Seven among nine of the key factors are valid and may impact the consumers’ EV purchasing intention at varying weights. Self-control ability and external influence have the highest weights, which suggests that consumers attach the greatest attention on these two factors. EVs have become a part of a globally emerging industry, setting up a new development trend for the automobile industry. The important position that EVs hold makes it important for customers to gradually accept and embrace the new trend. However, consumers often hold conservative attitudes toward innovative products due to the lack of the relevant knowledge source, which means that they would not purchase such products until these uncertainties are removed. Manufacturers should take attractive measures to meet the needs of consumers so as to promote the popularization of EVs in the future.

5.2. Managerial Implications

• It can be seen from the above conclusions that consumers believe that electric vehicles have a positive impact on environmental protection and consumers believe in objective information. At present, the promotion methods of electric vehicle manufacturers are mainly through network information, which is easily ignored. It is suggested that EV manufacturers advocate the theme of environmental protection and green life to increase consumers’ cognition and preference for EV.
• Consumers think that there is no obvious difference between the operation mode of EV and that of traditional vehicles. However, as a new type of green technology product, electric vehicles have an optimized driving operation compared with traditional vehicles, and are injected with innovative and technological functions such as voice systems, automatic parking systems, etc. Therefore, it is suggested that EV manufacturers increase consumers’ opportunities to experience electric vehicles in person, so as to change consumers’ cognition, expand the scope of influence of electric vehicles and enhance consumers’ understanding of electric vehicles.
• Consumers believe that the number of charging piles for electric vehicles will affect their purchase intention. Therefore, it is suggested that the government conduct a pilot layout of charging piles in major cities as a model, and then attract investment from relevant manufacturers through subsidies, in order to relieve the difficulty of charging electric vehicles.
• Consumers believe that the price and life of batteries will affect their purchase intention. Therefore, it is suggested that electric vehicle manufacturers should adopt better battery service strategies such as battery leasing, while strengthening the development of battery technology. Manufacturers can introduce the concept of an automobile recycling economy, including automobile disassembly and power battery recycling, aimed at reducing the cost of batteries through the recycling, disassembly and reuse of waste and scrap automobiles and their components to promote the sustainable and healthy development of the automobile industry.

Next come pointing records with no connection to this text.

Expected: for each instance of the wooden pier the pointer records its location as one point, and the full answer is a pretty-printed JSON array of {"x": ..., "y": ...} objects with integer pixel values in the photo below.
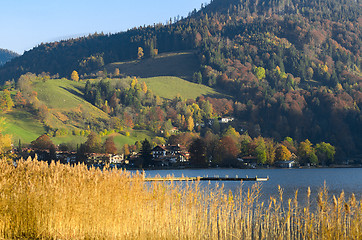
[{"x": 215, "y": 178}]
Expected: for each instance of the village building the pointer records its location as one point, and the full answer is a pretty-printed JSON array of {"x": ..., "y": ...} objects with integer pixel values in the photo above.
[{"x": 170, "y": 155}]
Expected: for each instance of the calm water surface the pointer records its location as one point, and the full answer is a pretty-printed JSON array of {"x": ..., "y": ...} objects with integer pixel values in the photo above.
[{"x": 337, "y": 180}]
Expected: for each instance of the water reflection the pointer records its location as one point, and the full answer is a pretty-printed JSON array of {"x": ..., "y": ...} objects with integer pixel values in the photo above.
[{"x": 337, "y": 180}]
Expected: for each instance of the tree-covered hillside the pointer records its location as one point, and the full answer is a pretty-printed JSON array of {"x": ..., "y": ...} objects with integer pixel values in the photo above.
[
  {"x": 292, "y": 67},
  {"x": 6, "y": 56}
]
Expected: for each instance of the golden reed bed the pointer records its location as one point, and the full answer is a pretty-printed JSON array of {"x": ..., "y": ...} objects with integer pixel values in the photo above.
[{"x": 38, "y": 201}]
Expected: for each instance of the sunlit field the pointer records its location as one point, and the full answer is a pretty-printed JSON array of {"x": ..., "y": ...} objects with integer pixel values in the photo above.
[{"x": 41, "y": 201}]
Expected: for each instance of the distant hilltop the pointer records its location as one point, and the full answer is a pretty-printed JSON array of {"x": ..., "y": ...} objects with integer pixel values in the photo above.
[{"x": 6, "y": 55}]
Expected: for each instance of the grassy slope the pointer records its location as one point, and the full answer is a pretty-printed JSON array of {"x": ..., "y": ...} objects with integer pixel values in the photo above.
[
  {"x": 169, "y": 87},
  {"x": 164, "y": 75},
  {"x": 22, "y": 125},
  {"x": 62, "y": 97},
  {"x": 177, "y": 64}
]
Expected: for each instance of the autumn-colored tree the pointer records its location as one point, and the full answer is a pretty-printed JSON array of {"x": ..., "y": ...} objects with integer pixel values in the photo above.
[
  {"x": 282, "y": 153},
  {"x": 229, "y": 150},
  {"x": 306, "y": 153},
  {"x": 128, "y": 121},
  {"x": 5, "y": 139},
  {"x": 20, "y": 101},
  {"x": 260, "y": 150},
  {"x": 116, "y": 72},
  {"x": 43, "y": 143},
  {"x": 140, "y": 53},
  {"x": 74, "y": 76},
  {"x": 325, "y": 153},
  {"x": 134, "y": 83},
  {"x": 245, "y": 140},
  {"x": 190, "y": 124},
  {"x": 144, "y": 87},
  {"x": 110, "y": 146},
  {"x": 146, "y": 153},
  {"x": 6, "y": 103},
  {"x": 126, "y": 150},
  {"x": 93, "y": 143},
  {"x": 259, "y": 73},
  {"x": 198, "y": 153}
]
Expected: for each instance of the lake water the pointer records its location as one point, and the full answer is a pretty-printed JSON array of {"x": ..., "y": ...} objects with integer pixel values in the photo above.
[{"x": 337, "y": 180}]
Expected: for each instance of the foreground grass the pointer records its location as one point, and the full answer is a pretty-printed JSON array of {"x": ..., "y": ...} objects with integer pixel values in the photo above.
[{"x": 38, "y": 201}]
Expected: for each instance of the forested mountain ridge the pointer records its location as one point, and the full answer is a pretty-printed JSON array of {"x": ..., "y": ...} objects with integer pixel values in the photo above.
[
  {"x": 6, "y": 56},
  {"x": 293, "y": 67}
]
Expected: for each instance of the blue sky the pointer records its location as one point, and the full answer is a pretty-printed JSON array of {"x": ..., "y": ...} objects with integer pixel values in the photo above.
[{"x": 26, "y": 23}]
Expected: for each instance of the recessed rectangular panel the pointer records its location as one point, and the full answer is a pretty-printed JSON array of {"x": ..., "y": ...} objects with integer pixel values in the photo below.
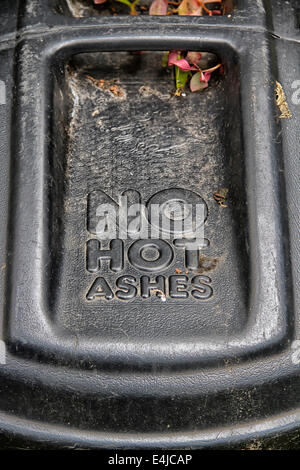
[{"x": 118, "y": 130}]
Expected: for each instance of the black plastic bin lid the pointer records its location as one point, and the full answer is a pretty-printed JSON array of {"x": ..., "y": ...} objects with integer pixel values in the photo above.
[{"x": 149, "y": 342}]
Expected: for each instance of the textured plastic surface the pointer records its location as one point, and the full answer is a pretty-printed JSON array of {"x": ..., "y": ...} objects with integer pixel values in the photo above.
[{"x": 210, "y": 364}]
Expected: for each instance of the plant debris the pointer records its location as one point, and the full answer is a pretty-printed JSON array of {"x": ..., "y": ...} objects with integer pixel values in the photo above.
[
  {"x": 220, "y": 197},
  {"x": 188, "y": 65},
  {"x": 281, "y": 102},
  {"x": 110, "y": 85}
]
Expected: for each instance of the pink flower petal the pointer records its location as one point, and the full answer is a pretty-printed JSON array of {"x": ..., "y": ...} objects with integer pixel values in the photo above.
[
  {"x": 196, "y": 83},
  {"x": 205, "y": 77},
  {"x": 181, "y": 63},
  {"x": 189, "y": 8},
  {"x": 159, "y": 7},
  {"x": 194, "y": 57}
]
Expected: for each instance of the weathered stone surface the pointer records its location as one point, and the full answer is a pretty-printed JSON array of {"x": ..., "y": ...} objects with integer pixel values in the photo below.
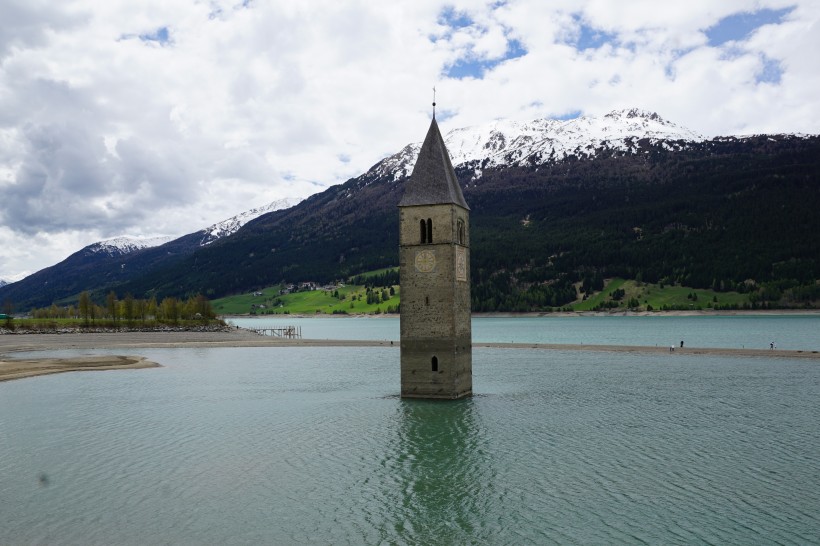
[{"x": 434, "y": 259}]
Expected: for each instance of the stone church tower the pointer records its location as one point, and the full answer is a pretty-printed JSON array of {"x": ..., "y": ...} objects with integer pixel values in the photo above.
[{"x": 434, "y": 259}]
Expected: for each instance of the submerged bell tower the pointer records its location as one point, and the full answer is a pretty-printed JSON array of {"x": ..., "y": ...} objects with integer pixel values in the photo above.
[{"x": 434, "y": 268}]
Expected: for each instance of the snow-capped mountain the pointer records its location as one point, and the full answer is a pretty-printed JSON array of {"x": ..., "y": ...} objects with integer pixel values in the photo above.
[
  {"x": 511, "y": 143},
  {"x": 119, "y": 246},
  {"x": 124, "y": 245},
  {"x": 232, "y": 225}
]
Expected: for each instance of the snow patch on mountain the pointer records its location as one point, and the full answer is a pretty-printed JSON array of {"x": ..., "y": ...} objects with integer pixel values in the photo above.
[
  {"x": 514, "y": 143},
  {"x": 119, "y": 246},
  {"x": 230, "y": 226}
]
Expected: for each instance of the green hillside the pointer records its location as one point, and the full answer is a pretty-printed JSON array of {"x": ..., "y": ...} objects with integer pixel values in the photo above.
[{"x": 344, "y": 299}]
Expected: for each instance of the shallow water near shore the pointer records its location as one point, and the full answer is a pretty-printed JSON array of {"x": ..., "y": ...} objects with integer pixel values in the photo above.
[
  {"x": 313, "y": 445},
  {"x": 791, "y": 332}
]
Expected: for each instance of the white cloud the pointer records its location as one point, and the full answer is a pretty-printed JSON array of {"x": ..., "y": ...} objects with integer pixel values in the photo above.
[{"x": 104, "y": 131}]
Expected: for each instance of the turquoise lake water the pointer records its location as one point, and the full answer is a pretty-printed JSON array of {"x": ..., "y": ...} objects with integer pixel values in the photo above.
[
  {"x": 299, "y": 445},
  {"x": 795, "y": 332}
]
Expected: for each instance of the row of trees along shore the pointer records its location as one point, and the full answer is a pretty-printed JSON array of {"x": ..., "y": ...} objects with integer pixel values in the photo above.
[{"x": 130, "y": 311}]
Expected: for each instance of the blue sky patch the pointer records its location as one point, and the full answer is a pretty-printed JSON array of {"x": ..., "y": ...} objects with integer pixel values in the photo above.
[
  {"x": 472, "y": 67},
  {"x": 739, "y": 26},
  {"x": 589, "y": 37},
  {"x": 771, "y": 72},
  {"x": 454, "y": 19},
  {"x": 573, "y": 114}
]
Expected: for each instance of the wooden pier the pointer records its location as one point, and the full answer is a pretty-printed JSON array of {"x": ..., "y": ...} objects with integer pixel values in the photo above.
[{"x": 287, "y": 332}]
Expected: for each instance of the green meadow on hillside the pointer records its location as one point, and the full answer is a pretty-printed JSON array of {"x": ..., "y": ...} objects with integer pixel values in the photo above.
[{"x": 617, "y": 295}]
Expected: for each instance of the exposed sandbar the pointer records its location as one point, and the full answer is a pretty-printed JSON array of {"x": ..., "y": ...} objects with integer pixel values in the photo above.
[{"x": 29, "y": 367}]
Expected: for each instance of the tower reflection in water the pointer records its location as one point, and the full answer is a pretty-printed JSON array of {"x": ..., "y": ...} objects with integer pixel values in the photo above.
[{"x": 443, "y": 477}]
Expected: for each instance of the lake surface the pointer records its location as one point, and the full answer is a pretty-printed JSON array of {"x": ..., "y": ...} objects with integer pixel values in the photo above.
[
  {"x": 795, "y": 332},
  {"x": 298, "y": 445}
]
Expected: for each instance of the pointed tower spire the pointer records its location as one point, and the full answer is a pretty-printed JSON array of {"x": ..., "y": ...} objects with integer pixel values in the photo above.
[{"x": 433, "y": 181}]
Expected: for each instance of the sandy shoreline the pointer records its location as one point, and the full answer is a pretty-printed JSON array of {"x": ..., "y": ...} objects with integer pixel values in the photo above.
[
  {"x": 30, "y": 367},
  {"x": 13, "y": 368}
]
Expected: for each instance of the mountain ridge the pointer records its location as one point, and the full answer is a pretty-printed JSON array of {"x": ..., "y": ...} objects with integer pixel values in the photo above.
[{"x": 350, "y": 225}]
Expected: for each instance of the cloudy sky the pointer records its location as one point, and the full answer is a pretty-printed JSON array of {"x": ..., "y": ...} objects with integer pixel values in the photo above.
[{"x": 161, "y": 117}]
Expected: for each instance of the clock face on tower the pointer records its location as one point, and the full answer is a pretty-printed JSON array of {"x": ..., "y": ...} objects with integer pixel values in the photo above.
[
  {"x": 461, "y": 264},
  {"x": 425, "y": 261}
]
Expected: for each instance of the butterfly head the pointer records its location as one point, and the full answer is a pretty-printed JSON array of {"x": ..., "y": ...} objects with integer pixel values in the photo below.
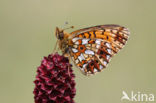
[{"x": 60, "y": 34}]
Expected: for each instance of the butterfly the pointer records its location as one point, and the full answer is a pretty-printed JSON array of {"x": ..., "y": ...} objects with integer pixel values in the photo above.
[{"x": 92, "y": 48}]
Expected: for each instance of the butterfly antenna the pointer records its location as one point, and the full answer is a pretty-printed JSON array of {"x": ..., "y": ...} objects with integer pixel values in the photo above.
[{"x": 69, "y": 28}]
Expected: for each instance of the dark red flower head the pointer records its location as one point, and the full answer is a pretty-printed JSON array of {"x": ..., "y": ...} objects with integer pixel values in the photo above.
[{"x": 54, "y": 81}]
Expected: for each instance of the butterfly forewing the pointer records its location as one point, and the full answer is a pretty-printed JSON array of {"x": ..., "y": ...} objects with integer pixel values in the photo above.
[{"x": 94, "y": 47}]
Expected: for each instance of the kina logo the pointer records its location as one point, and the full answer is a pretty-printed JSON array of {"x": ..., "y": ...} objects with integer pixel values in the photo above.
[{"x": 138, "y": 96}]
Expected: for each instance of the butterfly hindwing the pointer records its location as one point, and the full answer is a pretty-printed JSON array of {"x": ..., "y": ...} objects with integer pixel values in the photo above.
[{"x": 94, "y": 47}]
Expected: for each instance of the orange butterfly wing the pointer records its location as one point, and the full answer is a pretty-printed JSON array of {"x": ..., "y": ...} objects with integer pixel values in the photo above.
[{"x": 94, "y": 47}]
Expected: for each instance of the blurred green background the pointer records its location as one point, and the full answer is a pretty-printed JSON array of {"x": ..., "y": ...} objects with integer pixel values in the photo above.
[{"x": 27, "y": 30}]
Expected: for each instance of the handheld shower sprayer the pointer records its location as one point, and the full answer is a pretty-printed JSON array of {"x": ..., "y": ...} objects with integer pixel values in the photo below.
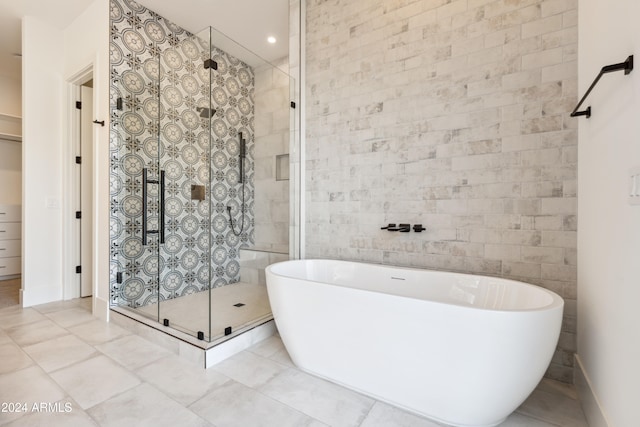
[{"x": 241, "y": 157}]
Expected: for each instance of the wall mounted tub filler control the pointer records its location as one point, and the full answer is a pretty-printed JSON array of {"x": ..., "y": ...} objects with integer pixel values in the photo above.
[{"x": 404, "y": 228}]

5.3. Future Research Directions

• It is recommended that future researchers use different methodologies from this study to investigate electric vehicles and compare the differences in order to promote the popularization of electric vehicles.
• The discussion in this study is limited to electric vehicles. It is recommended that future researchers compare whether different energy vehicles with different principles are related to different influences on consumer demand.
• Oriented toward consumer demand, this study does not focus on electric vehicle-related technologies. It is recommended that future researchers connect industry and consumers from the industrial and technological perspectives of electric vehicles.
• Due to time and resource limitations, this study only collected questionnaires from coastal areas in Mainland China. However, because of differences among different regions in Mainland China, people in other regions may hold different opinions about the topic of this study. Future researchers can also explore the situation in different regions to provide references for government and manufacturers to promote electric vehicles.